Nun, aber erst einmal zu den linken „Aktivitäten“: Die Antifa kündigte mal wieder an, dass „man alles tun werde um das Nazi-Treffen zu verhindern“. Plakate wurden in der Stadt geklebt, im Internet wurde brd-weit mobilisiert und ein Treffen wurde organisiert, bei welchem man übte, erfolgreiche Blockaden durchzuführen, ohne das die Polizei dies verhindern könne. Ergebnis: Das Fest der Völker hat stattgefunden, die Linken randalierten sinnlos in der Stadt ohne wirklich die Anreise der Kameraden zu verhindern und sie feiern sich wie immer im linksextremen Portal „Indymedia“.

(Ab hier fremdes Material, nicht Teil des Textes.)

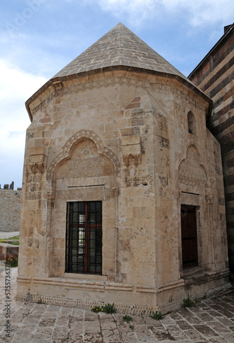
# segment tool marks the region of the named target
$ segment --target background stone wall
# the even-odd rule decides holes
[[[22,191],[0,189],[0,231],[19,231]]]

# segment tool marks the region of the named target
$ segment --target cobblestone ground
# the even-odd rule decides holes
[[[9,300],[5,294],[4,267],[1,270],[0,265],[1,343],[234,342],[234,292],[171,312],[159,321],[131,316],[133,321],[127,324],[120,314],[97,314],[77,308],[15,301],[17,268],[10,270],[9,338],[5,331],[5,305]]]

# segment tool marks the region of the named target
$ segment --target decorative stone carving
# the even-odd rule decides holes
[[[35,162],[34,163],[30,163],[29,167],[32,174],[36,174],[37,173],[42,174],[44,169],[44,165],[43,162]]]
[[[105,147],[100,137],[93,131],[89,130],[81,130],[72,136],[66,143],[62,148],[62,152],[60,152],[52,161],[49,166],[47,173],[47,179],[50,180],[52,179],[53,173],[55,166],[66,157],[70,157],[71,147],[74,143],[81,139],[91,139],[96,145],[97,151],[99,154],[103,154],[104,156],[108,157],[114,165],[114,174],[118,175],[120,172],[120,163],[117,156],[107,147]]]
[[[207,176],[200,163],[199,154],[196,147],[190,145],[187,150],[186,158],[179,165],[179,182],[183,185],[203,187],[207,182]]]

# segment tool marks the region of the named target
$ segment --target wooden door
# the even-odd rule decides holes
[[[196,206],[181,205],[183,268],[198,265]]]

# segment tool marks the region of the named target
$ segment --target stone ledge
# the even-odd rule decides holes
[[[18,246],[0,243],[0,259],[6,261],[12,255],[18,255]]]

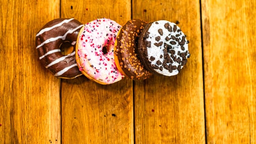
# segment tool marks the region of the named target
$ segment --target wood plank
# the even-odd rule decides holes
[[[121,24],[130,19],[130,0],[61,0],[61,5],[62,17],[83,23],[104,17]],[[82,76],[62,81],[61,91],[63,144],[133,142],[132,81],[105,86]]]
[[[59,16],[59,0],[0,3],[0,142],[59,144],[60,81],[35,46],[38,31]]]
[[[256,1],[202,0],[208,143],[256,143]]]
[[[133,17],[165,19],[178,26],[190,41],[191,56],[181,73],[135,82],[135,142],[205,142],[199,0],[133,1]]]

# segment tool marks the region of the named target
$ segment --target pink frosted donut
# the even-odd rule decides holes
[[[121,26],[107,19],[92,21],[81,28],[76,46],[76,60],[87,78],[102,84],[112,84],[124,76],[114,56],[115,41]]]

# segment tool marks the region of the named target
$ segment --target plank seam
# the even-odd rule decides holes
[[[130,0],[130,10],[131,10],[131,13],[130,13],[130,17],[131,17],[131,19],[133,19],[133,0]],[[135,87],[134,86],[135,84],[135,82],[134,81],[133,81],[133,144],[135,144],[136,143],[136,139],[135,139],[135,131],[136,131],[136,129],[135,129]]]
[[[60,18],[61,18],[61,0],[60,0]],[[61,98],[62,94],[61,93],[61,90],[62,89],[62,79],[61,79],[61,86],[60,87],[60,105],[61,106],[61,139],[60,140],[61,144],[62,144],[62,100]]]
[[[201,46],[202,47],[202,83],[203,91],[204,93],[204,112],[205,118],[205,144],[207,144],[207,129],[206,127],[206,112],[205,106],[205,67],[204,64],[204,46],[203,46],[203,35],[202,28],[202,0],[199,0],[199,5],[200,7],[200,28],[201,30]]]

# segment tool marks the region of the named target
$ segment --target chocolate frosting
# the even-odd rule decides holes
[[[129,21],[120,30],[116,38],[116,57],[124,74],[132,79],[143,80],[151,75],[144,68],[137,54],[138,39],[146,24],[139,19]]]
[[[82,74],[77,66],[74,50],[82,26],[74,19],[58,19],[47,23],[37,34],[35,44],[40,61],[54,76],[71,79]],[[71,43],[74,50],[65,56],[60,46],[66,42]]]

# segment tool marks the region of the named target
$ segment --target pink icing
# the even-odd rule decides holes
[[[80,71],[107,84],[123,78],[117,70],[114,56],[115,41],[121,27],[107,19],[98,19],[85,25],[77,42]],[[107,49],[105,54],[104,46]]]

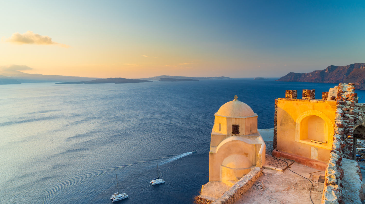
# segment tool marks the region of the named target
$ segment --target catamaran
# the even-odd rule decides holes
[[[116,186],[118,188],[118,192],[113,194],[110,197],[110,199],[112,200],[113,202],[116,202],[128,197],[128,195],[125,193],[121,194],[119,193],[119,185],[118,185],[118,177],[116,176],[116,172],[115,172],[115,177],[116,178]],[[123,187],[122,187],[122,188],[123,188]],[[123,189],[123,190],[124,191],[124,189]],[[124,192],[125,192],[125,191],[124,191]]]
[[[157,177],[154,178],[151,182],[150,182],[150,184],[152,184],[152,185],[154,185],[159,184],[162,184],[162,183],[165,183],[165,180],[164,180],[164,177],[162,177],[162,174],[161,173],[161,172],[160,170],[160,169],[158,168],[158,164],[157,163],[157,162],[156,162],[156,164],[157,164]],[[161,175],[161,177],[162,178],[159,178],[160,177],[160,175]]]

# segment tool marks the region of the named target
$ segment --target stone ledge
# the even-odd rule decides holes
[[[255,167],[224,192],[221,196],[212,203],[212,204],[234,203],[248,191],[262,174],[262,168],[258,166]]]
[[[276,157],[282,157],[293,160],[296,162],[305,165],[310,167],[312,167],[321,171],[326,170],[327,168],[327,164],[324,162],[319,161],[301,156],[296,155],[288,152],[277,150],[276,149],[273,150],[272,156]]]

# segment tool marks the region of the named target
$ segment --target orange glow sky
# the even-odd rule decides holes
[[[363,2],[292,1],[7,1],[0,6],[0,69],[280,77],[365,62]]]

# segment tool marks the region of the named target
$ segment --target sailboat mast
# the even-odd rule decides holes
[[[157,166],[157,178],[160,177],[160,171],[158,170],[158,163],[156,161],[156,164]]]
[[[116,186],[118,188],[118,193],[119,193],[119,185],[118,185],[118,177],[116,176],[116,172],[115,172],[115,177],[116,178]]]
[[[157,171],[158,172],[158,176],[160,176],[160,174],[161,174],[161,178],[162,178],[162,179],[164,179],[164,177],[162,176],[162,174],[161,173],[161,171],[160,170],[160,169],[158,168],[158,164],[157,163],[157,161],[156,162],[156,164],[157,164]]]

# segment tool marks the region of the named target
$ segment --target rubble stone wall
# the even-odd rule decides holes
[[[328,165],[324,173],[324,188],[321,203],[343,203],[341,168],[342,158],[351,159],[353,148],[353,128],[357,95],[354,84],[340,83],[337,91],[334,135]]]
[[[276,149],[276,141],[277,133],[277,99],[275,99],[275,112],[274,114],[274,136],[273,147]]]
[[[312,100],[314,99],[315,96],[315,91],[314,89],[303,89],[302,96],[304,100]]]

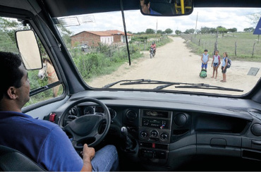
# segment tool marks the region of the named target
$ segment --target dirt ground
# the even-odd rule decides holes
[[[231,67],[226,71],[226,82],[222,80],[221,66],[218,70],[217,78],[211,78],[213,69],[211,67],[211,58],[207,67],[207,77],[200,78],[201,56],[190,52],[186,47],[184,39],[172,37],[173,42],[157,49],[154,58],[150,59],[149,51],[142,51],[143,57],[133,60],[130,66],[128,63],[121,66],[117,70],[110,75],[96,78],[88,85],[94,87],[102,87],[107,84],[121,80],[150,79],[169,82],[205,83],[211,85],[243,90],[244,92],[227,92],[201,89],[178,89],[171,86],[165,90],[207,92],[224,94],[240,95],[249,92],[261,78],[261,70],[255,76],[248,75],[250,68],[261,68],[261,63],[232,61]],[[221,57],[223,52],[219,52]],[[153,89],[156,85],[119,85],[116,88],[146,88]]]

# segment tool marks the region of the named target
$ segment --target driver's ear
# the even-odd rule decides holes
[[[15,87],[10,87],[7,90],[7,97],[11,99],[16,99],[17,98],[17,90]]]

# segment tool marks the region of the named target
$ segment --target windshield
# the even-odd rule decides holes
[[[121,11],[58,18],[72,59],[92,87],[243,95],[260,79],[261,40],[253,35],[260,8],[124,16],[127,39]]]

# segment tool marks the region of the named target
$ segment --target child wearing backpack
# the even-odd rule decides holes
[[[223,80],[220,81],[222,82],[226,82],[226,68],[228,67],[228,61],[229,61],[229,58],[227,56],[228,56],[227,52],[223,53],[223,61],[222,61],[222,65],[221,67],[221,69],[222,70],[222,74],[223,74]]]
[[[216,50],[214,51],[214,55],[213,56],[212,63],[211,65],[211,67],[213,68],[213,75],[211,77],[211,78],[214,78],[214,72],[216,72],[216,77],[214,78],[217,79],[217,69],[220,65],[220,56],[219,55],[219,50]]]
[[[202,54],[201,56],[201,69],[205,68],[207,70],[207,62],[210,60],[210,55],[207,54],[207,49],[204,50],[204,53]]]

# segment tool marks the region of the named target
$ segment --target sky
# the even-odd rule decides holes
[[[126,11],[124,16],[127,31],[135,33],[145,32],[147,28],[162,31],[170,28],[174,33],[176,30],[185,32],[187,29],[200,30],[202,27],[217,27],[220,25],[226,29],[236,27],[238,32],[243,32],[244,28],[255,27],[251,24],[248,16],[258,12],[261,12],[261,8],[194,8],[190,15],[184,16],[147,16],[141,14],[140,11]],[[80,19],[92,22],[84,23]],[[124,30],[121,11],[81,16],[79,21],[80,26],[71,26],[67,28],[74,34],[88,30]]]

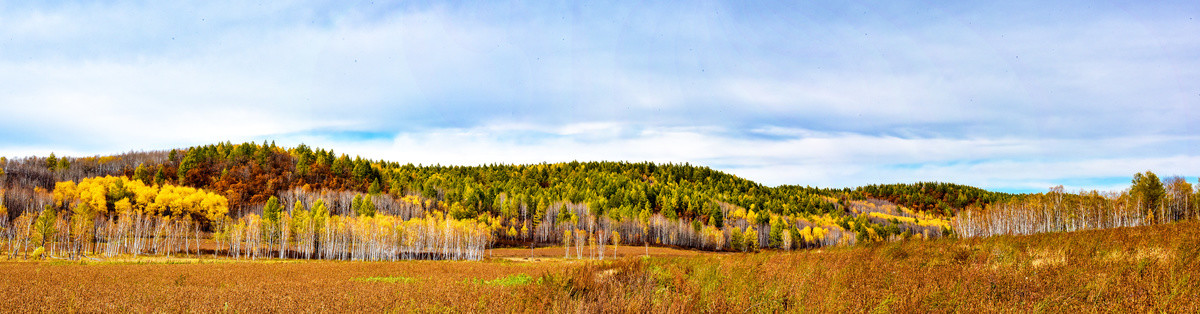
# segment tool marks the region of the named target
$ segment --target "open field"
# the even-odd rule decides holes
[[[1200,223],[758,254],[0,264],[4,312],[1200,310]],[[611,254],[611,252],[610,252]]]

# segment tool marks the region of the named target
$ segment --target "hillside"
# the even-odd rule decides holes
[[[19,247],[10,255],[35,247],[71,256],[199,253],[203,241],[230,256],[366,260],[475,259],[496,246],[605,243],[752,252],[1133,227],[1198,215],[1190,185],[1176,177],[1164,188],[1148,171],[1128,192],[1013,195],[932,182],[767,187],[670,163],[414,165],[269,143],[0,164],[7,213],[0,223],[12,224],[7,246]],[[71,231],[82,228],[72,223],[94,231]],[[166,231],[133,228],[140,224]],[[130,235],[154,238],[152,246],[118,241]],[[162,244],[160,237],[176,241]]]

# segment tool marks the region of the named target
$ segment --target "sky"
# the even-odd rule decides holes
[[[1198,1],[0,1],[0,156],[272,140],[768,186],[1200,175]]]

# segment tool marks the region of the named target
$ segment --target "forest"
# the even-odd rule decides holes
[[[1196,219],[1183,177],[1008,194],[942,182],[763,186],[691,164],[414,165],[306,145],[220,143],[0,158],[12,258],[482,259],[497,247],[793,250]]]

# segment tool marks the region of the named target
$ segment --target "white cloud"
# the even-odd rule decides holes
[[[1200,173],[1200,25],[1166,6],[18,5],[0,5],[6,156],[280,138],[768,185]],[[397,135],[320,135],[338,132]]]
[[[1007,191],[1040,191],[1056,185],[1067,185],[1070,189],[1108,191],[1122,187],[1111,185],[1109,179],[1128,177],[1147,169],[1163,175],[1200,173],[1198,156],[1104,157],[1102,150],[1106,147],[1158,145],[1138,139],[906,139],[788,129],[776,133],[804,135],[779,140],[730,137],[713,129],[650,127],[642,128],[634,137],[610,135],[598,140],[595,132],[575,132],[595,126],[630,128],[617,122],[583,123],[559,129],[484,126],[398,134],[392,140],[352,144],[320,135],[292,137],[283,141],[334,146],[340,152],[414,164],[688,162],[712,165],[772,186],[854,187],[953,181]],[[1178,138],[1168,141],[1187,145],[1196,140]]]

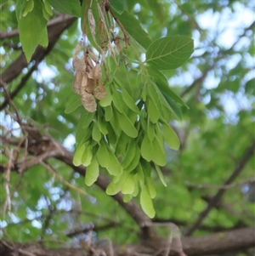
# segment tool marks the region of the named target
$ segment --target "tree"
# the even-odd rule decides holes
[[[3,255],[252,255],[253,8],[2,1]]]

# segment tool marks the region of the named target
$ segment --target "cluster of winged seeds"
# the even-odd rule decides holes
[[[106,91],[101,82],[101,66],[93,49],[88,47],[83,51],[82,56],[78,57],[82,44],[82,41],[78,43],[73,55],[72,65],[76,71],[73,90],[81,95],[85,109],[89,112],[94,112],[97,110],[95,98],[104,99],[106,96]]]

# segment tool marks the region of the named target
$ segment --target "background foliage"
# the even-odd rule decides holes
[[[153,199],[155,220],[174,222],[184,234],[191,235],[194,231],[194,236],[252,226],[254,156],[245,162],[236,179],[232,180],[233,184],[225,187],[224,196],[212,207],[201,224],[190,229],[211,198],[238,168],[247,149],[254,145],[254,3],[245,0],[137,2],[113,3],[116,4],[113,9],[121,13],[122,9],[122,9],[122,5],[118,6],[117,3],[124,3],[122,7],[128,17],[137,19],[131,20],[130,28],[127,26],[129,34],[136,32],[132,31],[132,22],[135,22],[148,32],[151,42],[176,35],[190,36],[195,41],[195,52],[184,65],[176,70],[162,71],[170,88],[181,96],[189,108],[178,104],[175,120],[172,118],[171,127],[179,137],[180,149],[176,151],[165,148],[167,164],[162,170],[167,186],[162,185],[156,174],[152,174],[157,192]],[[16,16],[15,11],[20,3],[22,1],[1,1],[3,74],[20,55],[20,40],[29,42],[32,37],[30,29],[22,27],[19,22],[20,17]],[[35,7],[47,3],[54,8],[54,16],[50,16],[51,9],[48,16],[42,14],[42,27],[60,12],[80,16],[79,1],[65,0],[61,5],[54,0],[34,0],[34,3]],[[38,8],[37,11],[42,9]],[[120,15],[118,12],[116,14]],[[33,17],[28,18],[31,19],[29,22],[37,27],[33,24]],[[80,20],[76,20],[65,31],[49,54],[38,64],[25,86],[12,99],[25,122],[32,122],[42,134],[50,134],[71,151],[81,111],[67,114],[65,110],[73,95],[71,58],[82,37],[80,22]],[[20,38],[17,33],[4,37],[3,31],[12,33],[17,28],[26,31],[24,37],[27,37]],[[42,38],[37,43],[46,46],[46,31],[40,28],[37,31],[42,33]],[[135,34],[133,37],[135,37]],[[147,48],[150,43],[147,45],[143,40],[142,37],[139,43],[145,43],[144,47]],[[26,54],[30,59],[36,46],[25,45],[31,51]],[[133,60],[137,55],[130,51],[129,56]],[[134,62],[132,67],[139,70],[139,65]],[[33,65],[31,62],[16,79],[8,83],[8,93],[22,82],[22,77]],[[110,62],[109,68],[114,65],[114,61]],[[116,79],[122,86],[135,84],[143,88],[143,77],[137,74],[131,70],[127,76],[125,69],[120,68]],[[3,105],[4,95],[1,96],[2,136],[13,129],[12,134],[20,138],[22,133],[19,124],[13,119],[14,108]],[[8,152],[12,147],[6,144],[2,145],[3,166],[8,162]],[[19,157],[22,157],[22,154]],[[95,240],[107,236],[114,243],[120,244],[139,241],[139,227],[110,196],[96,185],[85,185],[84,179],[65,162],[56,159],[49,159],[47,162],[65,180],[88,195],[70,189],[42,164],[31,167],[22,174],[12,173],[9,181],[12,208],[10,212],[5,209],[2,213],[0,222],[1,235],[5,239],[51,241],[46,242],[50,246],[59,244],[52,241],[62,241],[77,246],[81,238],[86,239],[86,234],[70,238],[66,233],[93,223]],[[3,209],[6,202],[3,172],[1,179],[1,208]],[[134,200],[139,201],[139,198]]]

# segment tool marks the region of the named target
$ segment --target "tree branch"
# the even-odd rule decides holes
[[[32,56],[31,62],[35,62],[29,72],[25,75],[20,84],[14,88],[14,90],[9,93],[10,99],[13,99],[17,95],[20,90],[24,87],[26,82],[30,77],[33,71],[37,67],[37,65],[45,58],[47,54],[52,50],[53,47],[58,41],[60,36],[63,31],[68,28],[76,18],[62,14],[59,17],[50,20],[48,24],[48,46],[47,48],[38,46]],[[1,35],[1,34],[0,34]],[[21,72],[21,71],[28,65],[24,53],[20,55],[6,69],[6,71],[0,75],[0,79],[3,83],[8,83],[16,78]],[[5,99],[0,106],[0,110],[3,110],[8,104],[8,99]]]
[[[221,199],[226,190],[224,190],[224,186],[230,185],[236,177],[241,174],[241,172],[243,170],[245,165],[247,163],[249,159],[253,156],[255,149],[255,140],[253,140],[252,145],[249,146],[249,148],[246,150],[246,151],[244,153],[243,156],[240,160],[240,162],[236,164],[235,168],[234,169],[232,174],[230,176],[230,178],[224,182],[223,187],[221,187],[217,194],[212,196],[211,201],[209,202],[207,207],[206,209],[201,212],[199,215],[199,218],[194,223],[194,225],[186,231],[186,236],[190,236],[196,230],[197,230],[201,222],[204,220],[204,219],[207,216],[207,214],[210,213],[212,208],[217,204],[217,202]]]
[[[214,253],[224,253],[240,251],[255,246],[254,227],[240,229],[233,231],[221,232],[201,237],[184,237],[181,239],[183,249],[189,256],[211,255]],[[88,252],[83,248],[44,248],[38,244],[14,243],[15,248],[26,248],[26,251],[31,252],[36,256],[88,256]],[[14,249],[13,243],[0,241],[0,251],[3,256],[10,255]],[[115,256],[139,255],[146,253],[153,255],[155,250],[150,247],[141,244],[131,244],[114,247]],[[21,254],[22,255],[22,254]],[[169,256],[178,255],[175,241],[173,241],[173,247]]]

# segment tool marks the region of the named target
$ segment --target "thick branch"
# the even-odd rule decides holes
[[[242,158],[240,160],[240,162],[236,164],[235,168],[234,169],[233,173],[230,176],[230,178],[224,182],[224,185],[228,185],[231,184],[236,177],[241,174],[241,172],[243,170],[244,167],[249,161],[249,159],[253,156],[255,149],[255,140],[253,140],[253,143],[252,145],[249,146],[249,148],[246,150],[246,151],[244,153]],[[207,207],[206,209],[201,212],[199,215],[199,218],[194,223],[194,225],[188,230],[186,232],[187,236],[190,236],[201,224],[201,222],[204,220],[204,219],[207,216],[207,214],[210,213],[212,208],[217,204],[217,202],[221,199],[223,195],[226,190],[224,188],[220,188],[217,194],[211,199],[209,202]]]
[[[72,163],[73,153],[67,151],[60,144],[55,141],[53,138],[46,135],[42,135],[40,133],[31,126],[22,125],[22,128],[28,134],[28,151],[35,156],[31,161],[16,163],[14,168],[18,172],[24,172],[30,168],[31,166],[45,161],[50,157],[55,157],[60,161],[65,162],[66,165],[71,167],[76,172],[84,176],[86,168],[83,166],[76,167]],[[6,139],[3,135],[0,137],[3,143],[18,144],[17,140],[8,139]],[[21,145],[24,146],[24,145]],[[4,172],[3,167],[1,168],[1,172]],[[110,179],[100,174],[95,184],[105,191]],[[150,218],[141,210],[141,208],[135,203],[134,201],[124,202],[123,195],[117,193],[112,196],[134,219],[140,228],[143,228],[146,224],[150,222]],[[153,229],[149,229],[151,232]]]

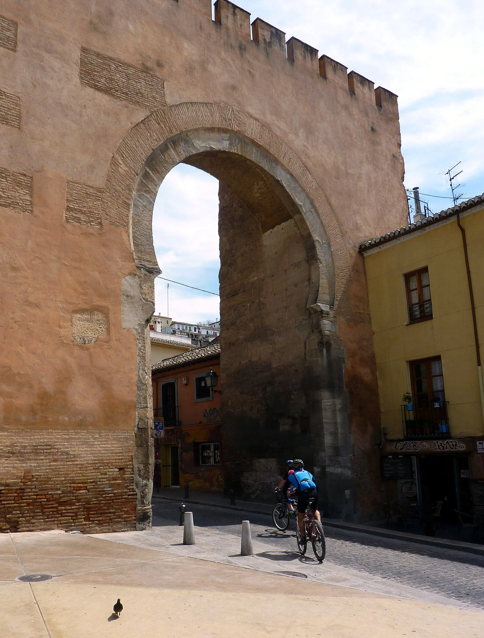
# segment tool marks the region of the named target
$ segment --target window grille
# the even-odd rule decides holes
[[[199,443],[198,447],[201,466],[220,465],[219,443]]]

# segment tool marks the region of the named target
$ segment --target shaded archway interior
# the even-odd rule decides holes
[[[337,482],[339,491],[351,487],[344,352],[332,314],[335,268],[321,217],[288,169],[249,140],[218,130],[178,135],[146,160],[133,195],[133,250],[147,285],[159,272],[154,200],[165,176],[182,162],[219,184],[226,489],[268,496],[291,457],[304,458],[326,484]],[[142,358],[141,334],[139,342]],[[150,401],[141,394],[138,399],[139,412],[142,401]]]

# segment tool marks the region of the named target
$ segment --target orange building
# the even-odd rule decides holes
[[[190,489],[223,490],[220,344],[172,357],[152,367],[153,413],[163,419],[164,436],[155,438],[154,490],[188,483]]]

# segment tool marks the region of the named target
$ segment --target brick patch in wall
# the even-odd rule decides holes
[[[0,206],[32,212],[32,177],[0,168]]]
[[[102,189],[75,182],[67,182],[66,221],[101,228]]]
[[[0,432],[0,531],[136,528],[131,431]]]
[[[95,343],[101,334],[106,334],[108,322],[104,313],[83,310],[72,315],[72,335],[77,343]]]
[[[0,124],[20,128],[20,98],[0,89]]]
[[[0,47],[10,51],[17,50],[17,32],[18,25],[13,20],[0,15]]]
[[[160,78],[87,48],[81,49],[79,77],[85,86],[150,111],[166,104]]]

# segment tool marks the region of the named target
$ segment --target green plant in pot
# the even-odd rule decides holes
[[[412,395],[410,392],[405,392],[404,396],[402,397],[402,401],[406,403],[406,408],[410,412],[411,410],[413,410],[413,403],[412,403]]]

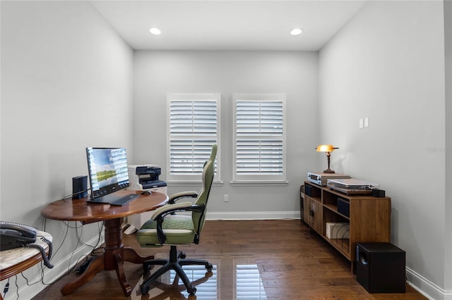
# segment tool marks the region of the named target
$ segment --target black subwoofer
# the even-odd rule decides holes
[[[405,293],[405,259],[391,243],[357,243],[356,280],[369,293]]]

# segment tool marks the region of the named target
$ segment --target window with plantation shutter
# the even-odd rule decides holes
[[[218,144],[219,94],[167,94],[167,181],[201,181],[212,145]],[[220,149],[220,145],[218,145]],[[218,157],[215,161],[215,177]]]
[[[233,98],[233,181],[285,182],[285,94]]]

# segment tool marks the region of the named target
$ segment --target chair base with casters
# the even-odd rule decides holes
[[[191,295],[194,295],[196,292],[196,288],[191,285],[191,282],[182,270],[182,266],[188,265],[204,265],[207,272],[210,272],[213,268],[212,264],[207,261],[185,259],[185,254],[183,252],[178,252],[176,246],[171,246],[170,259],[151,259],[146,261],[143,263],[143,267],[145,270],[147,270],[150,265],[162,265],[162,267],[145,279],[140,286],[140,290],[143,295],[149,292],[151,283],[170,270],[174,270],[176,272],[176,274],[182,280],[185,287],[186,287],[188,293]]]

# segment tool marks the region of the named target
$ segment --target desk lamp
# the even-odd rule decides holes
[[[334,171],[330,169],[330,158],[331,157],[331,152],[334,149],[338,149],[339,148],[334,147],[333,145],[319,145],[317,146],[317,152],[326,152],[326,158],[328,159],[328,169],[323,170],[324,173],[333,173]]]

Wie „Schlagkräftig“ die Antifa an diesem Tag wirklich war, erfuhren wir schon bei der Anreise. Ein 20 Mann starker Mob, der gerade auf den Weg war sich den anderen Nationalisten anzuschließen, die an einer Kreuzung warteten, wurde aus einem Wald heraus mit Steinen beworfen. Als man zur Gegenwehr ansetze und in den Wald lief, sah man nur noch „militante“ Antifaschisten, die plötzlich ihre Laufrichtung änderten. Antifa heißt eben meistens weglaufen, wenn keine Polizei in der Nähe ist!

Etwas verspätet kam man anschließend am Veranstaltungsort an, der überraschenderweise schon sehr gut besucht war. Karsten Thomas, ein Kamerad aus Österreich eröffnete mit seiner Rede über Verbotsgesetzte und Willkür gegenüber Nationalisten in seinem Land das diesjährige Fest der Völker. Als Österreicher bekannte er sich aber auch ganz klar zum deutschen Volk!

Im Anschluss trat die tschechische Gruppe „Conflict“ auf und brachte die Teilnehmer in musikalische Stimmung.

Die Redner Udo Voigt und Gottfried Küssel überzeugten nach dem Musikbeitrag mit guten Reden. Dabei erteilte Kamerad Küssel der mörderischen Irrlehre des Liberalkapitalismus eine deutliche Absage. NPD-Parteivorsitzender Voigt zeigte sich stolz und begeistert von der hohen Besucherzahl des Festes und sei somit zuversichtlich, dass die Jugend in Europa weiter wachsen wird und sich so etwas verändern wird.

Nachdem die Linken ein paar Durchbruchsversuche starteten und das Ergebnis immer wieder nur Festnahmen waren, betrat „Sleipnir“ die Bühne. Wohl einer der besten deutschsprachigen Bands, die dieses Deutschland noch hat! Sie fesselten das Publikum mit ihren Hits wie „Wir geben niemals auf“ oder „Rebellion“ und überzeugten restlos! Während ihres Auftrittes machte man doch eine überraschende Entdeckung: Ein Neger hatte sich wohl aufs Gelände verirrt und beäugelte die Veranstaltung in Ruhe. Als man ihn aufforderte auf die Bühne zu kommen, verließ der den Veranstaltungsort aber wieder sehr zügig. Auf diese Provokation der Polizei und der Behörden reagierte man damit, dass man einen Nationalisten auf die Antifa-Demo schicken wollte. Die Polizei lehnte dies aber ab, da man die Sicherheit nicht hätte gewährleisten können. Aha, interessant, vom Neger aber anscheinend wohl!? Nun, wer ist jetzt toleranter?

Anschließend sprachen als Vertreter ihrer Nation der Russe Alexander Kamkin, der Grieche Nick Giohalas, Dan Erikson aus Schweden, Zvezvdomir Andronov aus Bulgarien, der Engländer Stephen Swinfen und als Vertreter der Schweizer Delegation sprach Andreas Meier. Alle hatten dabei ein Ziel:

FÜR EIN EUROPA DER VATERLÄNDER! EUROPA ERWACHE!

Zwischendurch spielte noch die Band „Brutal Attack“, die mit ihrem „rock against communism“ als 3. Band ebenfalls überzeugte.

Die Heimreise Richtung Aachen gestaltete sich problemlos und ohne „Angriffe“ linker Möchtegern „Anti-Faschisten“.